Associated Builders and Contractors, an organization that represents construction companies, has objected forcefully to an executive order by President Joe Biden that mandates project labor agreements on most federal and federally assisted construction projects over $35M.
“Multiple studies of hundreds of taxpayer-funded school construction projects found that PLA mandates increase the cost of construction by 12% to 20% compared to similar non-PLA projects,” the organization stated in an April letter to the president.
The letter further asserted that PLA mandates discourage qualified nonunion contractors from bidding on jobs, noting that such labor comprises 87.4% of the private U.S. construction industry workforce. It also said that the order defies the congressional intent of the $1T infrastructure bill passed by Congress in November, and would “affect the allocation of a significant portion of these funds.”
The order, which was signed in February, is explicitly pro-union. “Agencies shall require every contractor or subcontractor engaged in construction on the project to agree, for that project, to negotiate or become a party to a project labor agreement with one or more appropriate labor organizations,” it says.
The Executive Order also stressed the benefits of PLAs. “Such agreements avoid labor-related disruptions on projects by using dispute-resolution processes to resolve worksite disputes and by prohibiting work stoppages, including strikes and lockouts,” it notes.
There are certain exceptions in the order to mandated PLAs.
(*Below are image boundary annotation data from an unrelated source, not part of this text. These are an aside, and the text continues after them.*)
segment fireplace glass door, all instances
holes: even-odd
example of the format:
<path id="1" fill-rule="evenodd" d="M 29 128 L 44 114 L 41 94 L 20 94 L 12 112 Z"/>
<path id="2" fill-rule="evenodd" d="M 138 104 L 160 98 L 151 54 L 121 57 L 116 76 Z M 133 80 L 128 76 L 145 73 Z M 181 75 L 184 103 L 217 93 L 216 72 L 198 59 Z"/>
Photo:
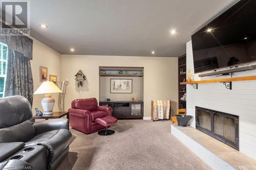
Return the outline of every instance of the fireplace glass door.
<path id="1" fill-rule="evenodd" d="M 210 114 L 209 112 L 203 110 L 197 112 L 197 125 L 208 131 L 211 131 Z"/>
<path id="2" fill-rule="evenodd" d="M 196 107 L 196 128 L 238 150 L 238 116 Z"/>

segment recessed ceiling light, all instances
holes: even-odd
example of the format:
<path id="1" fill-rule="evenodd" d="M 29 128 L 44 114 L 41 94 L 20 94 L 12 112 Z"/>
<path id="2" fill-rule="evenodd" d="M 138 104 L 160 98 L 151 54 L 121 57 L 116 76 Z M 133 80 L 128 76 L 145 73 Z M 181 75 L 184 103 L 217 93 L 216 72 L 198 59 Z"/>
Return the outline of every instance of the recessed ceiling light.
<path id="1" fill-rule="evenodd" d="M 40 24 L 39 25 L 40 27 L 43 28 L 48 28 L 48 26 L 47 25 L 45 25 L 44 24 Z"/>
<path id="2" fill-rule="evenodd" d="M 170 34 L 174 34 L 176 33 L 176 30 L 172 30 L 172 31 L 170 31 Z"/>
<path id="3" fill-rule="evenodd" d="M 206 31 L 208 32 L 208 33 L 209 33 L 209 32 L 211 32 L 211 30 L 211 30 L 211 29 L 208 29 L 206 30 Z"/>

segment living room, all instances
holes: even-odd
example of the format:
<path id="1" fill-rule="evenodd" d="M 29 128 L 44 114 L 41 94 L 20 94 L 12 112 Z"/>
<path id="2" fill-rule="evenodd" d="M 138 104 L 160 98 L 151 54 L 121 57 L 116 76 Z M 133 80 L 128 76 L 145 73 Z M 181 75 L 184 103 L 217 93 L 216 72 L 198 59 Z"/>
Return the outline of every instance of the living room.
<path id="1" fill-rule="evenodd" d="M 0 3 L 0 169 L 256 169 L 253 1 Z"/>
For instance, agencies could forgo the agreements if they would “substantially reduce the number of potential bidders so as to frustrate full and open competition.”
The quarrel over federally mandated PLAs comes at a time of distinct victories for U.S. organized labor. In late March, Amazon workers at a company warehouse in Staten Island, New York, achieved the first successful unionization vote in Amazon’s history, despite an aggressive anti-union campaign by the e-commerce giant. Workers have also unionized at a number of Starbucks locations.
West Coast union dockworkers may strike this summer after their contract expires, potentially exacerbating the supply chain crisis, though International Longshore and Warehouse Union International President Willie Adams said this week that he expects an agreement to be reached before then, Bloomberg reports.